- Born: November 5, 1938 (age 87) Altheimer, Arkansas, United States
- Education: Arkansas Agricultural, Mechanical, and Normal College Atlanta University University of Chicago
- Scientific career
- Fields: Chemistry
- Workplaces: Morris Brown College

= Gloria Long Anderson =

Chemist and school administrator

Gloria Long Anderson (born November 5, 1938) is the Fuller E. Callaway Professor of Chemistry at Morris Brown College, and its vice president for academic affairs. She has served as interim president of Morris Brown, and as vice chair of the Corporation for Public Broadcasting. She was a pioneer in the field of nuclear magnetic resonance spectroscopy, and is known for her studies of fluorine-19 and solid rocket propellants.

== Early life ==

Anderson was born November 5, 1938, in Altheimer, Arkansas, where she was raised. She is the fourth child, and only girl, in a family of six children. In an interview with Jeanette E. Brown, she explains that she did not feel different, despite being the only girl, because "I mostly played sports along with them, like basketball, softball, and that kind of stuff. (...) My youngest brother would play dolls with me and the rest of them would not, but you know, I really didn't think too much about it."

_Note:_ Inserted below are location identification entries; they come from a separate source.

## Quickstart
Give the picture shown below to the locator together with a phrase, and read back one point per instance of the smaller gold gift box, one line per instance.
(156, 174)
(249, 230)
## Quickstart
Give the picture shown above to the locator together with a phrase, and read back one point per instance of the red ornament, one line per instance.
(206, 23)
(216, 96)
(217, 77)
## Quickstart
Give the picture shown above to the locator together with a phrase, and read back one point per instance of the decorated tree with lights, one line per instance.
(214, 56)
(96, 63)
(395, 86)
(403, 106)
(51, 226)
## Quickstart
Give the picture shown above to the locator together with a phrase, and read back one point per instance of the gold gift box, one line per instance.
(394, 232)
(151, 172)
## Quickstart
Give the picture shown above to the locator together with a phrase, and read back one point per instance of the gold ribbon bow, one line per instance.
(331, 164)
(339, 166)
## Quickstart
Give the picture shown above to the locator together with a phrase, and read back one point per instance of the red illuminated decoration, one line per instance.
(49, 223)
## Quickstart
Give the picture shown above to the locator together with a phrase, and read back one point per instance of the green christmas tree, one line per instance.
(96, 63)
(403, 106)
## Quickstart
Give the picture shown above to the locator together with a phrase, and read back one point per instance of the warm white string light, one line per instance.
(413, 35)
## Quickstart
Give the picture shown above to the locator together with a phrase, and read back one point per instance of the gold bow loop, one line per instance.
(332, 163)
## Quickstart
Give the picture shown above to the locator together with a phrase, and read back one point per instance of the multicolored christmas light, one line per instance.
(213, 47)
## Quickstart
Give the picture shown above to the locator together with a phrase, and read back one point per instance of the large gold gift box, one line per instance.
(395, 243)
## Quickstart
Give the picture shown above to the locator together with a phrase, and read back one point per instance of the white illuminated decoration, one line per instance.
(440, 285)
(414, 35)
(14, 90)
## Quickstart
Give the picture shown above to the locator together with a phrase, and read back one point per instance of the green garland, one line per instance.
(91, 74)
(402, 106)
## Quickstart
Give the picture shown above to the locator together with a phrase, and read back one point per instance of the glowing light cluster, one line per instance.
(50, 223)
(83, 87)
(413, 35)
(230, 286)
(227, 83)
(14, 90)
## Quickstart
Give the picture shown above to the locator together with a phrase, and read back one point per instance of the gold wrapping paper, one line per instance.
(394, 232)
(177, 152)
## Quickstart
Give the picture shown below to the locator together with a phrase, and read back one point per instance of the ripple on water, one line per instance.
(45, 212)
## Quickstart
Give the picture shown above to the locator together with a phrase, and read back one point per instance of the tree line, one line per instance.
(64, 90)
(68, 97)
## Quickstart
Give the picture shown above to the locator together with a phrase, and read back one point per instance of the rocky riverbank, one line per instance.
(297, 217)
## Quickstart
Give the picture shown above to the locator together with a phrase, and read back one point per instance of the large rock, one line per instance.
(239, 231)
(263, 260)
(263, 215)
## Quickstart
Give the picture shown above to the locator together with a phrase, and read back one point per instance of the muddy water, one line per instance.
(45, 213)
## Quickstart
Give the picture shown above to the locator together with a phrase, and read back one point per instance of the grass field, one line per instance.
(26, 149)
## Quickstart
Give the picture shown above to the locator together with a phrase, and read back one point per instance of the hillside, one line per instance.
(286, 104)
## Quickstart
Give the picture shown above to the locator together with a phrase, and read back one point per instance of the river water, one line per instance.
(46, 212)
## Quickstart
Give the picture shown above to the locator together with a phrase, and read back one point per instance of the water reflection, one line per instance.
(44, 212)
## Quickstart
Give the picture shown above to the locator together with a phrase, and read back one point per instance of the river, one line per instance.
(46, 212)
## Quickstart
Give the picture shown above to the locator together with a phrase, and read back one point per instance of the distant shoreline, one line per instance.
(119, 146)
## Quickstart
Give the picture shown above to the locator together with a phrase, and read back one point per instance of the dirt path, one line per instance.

She is the daughter of Elsie Lee Foggie Long, a seamstress, and Charles Long, a sharecropper, with a tenth and third grade education, respectively. They lived in a mixed-race, segregated farming community. Later, both her parents worked at the Pine Bluff Arsenal, her mother in the Armament Division and her father as a janitor. Growing up, she was expected to help with farm work, and years later, explained: "In those days we didn't know we were living in poverty."

Her parents prioritized her education (and the education of her brothers with three of her brothers also attended the University of Arkansas). They allowed her to start elementary school at the age of four ("they didn't check very carefully in those days"), by which time she had already learned to read. She attended segregated public schools, including the Altheimer Training School. She was an excellent student who skipped grades, graduating high school valedictorian at age 16, in 1954. The faculty at Altheimer Trainer School was entirely African American, and was highly encouraging of their students. She explained that the teachers "pushed us to succeed, to excel, because they had a vested interest in turning out successful, well-educated students. They cared, intimately, about us doing well." The school offered very little science education, and very little math.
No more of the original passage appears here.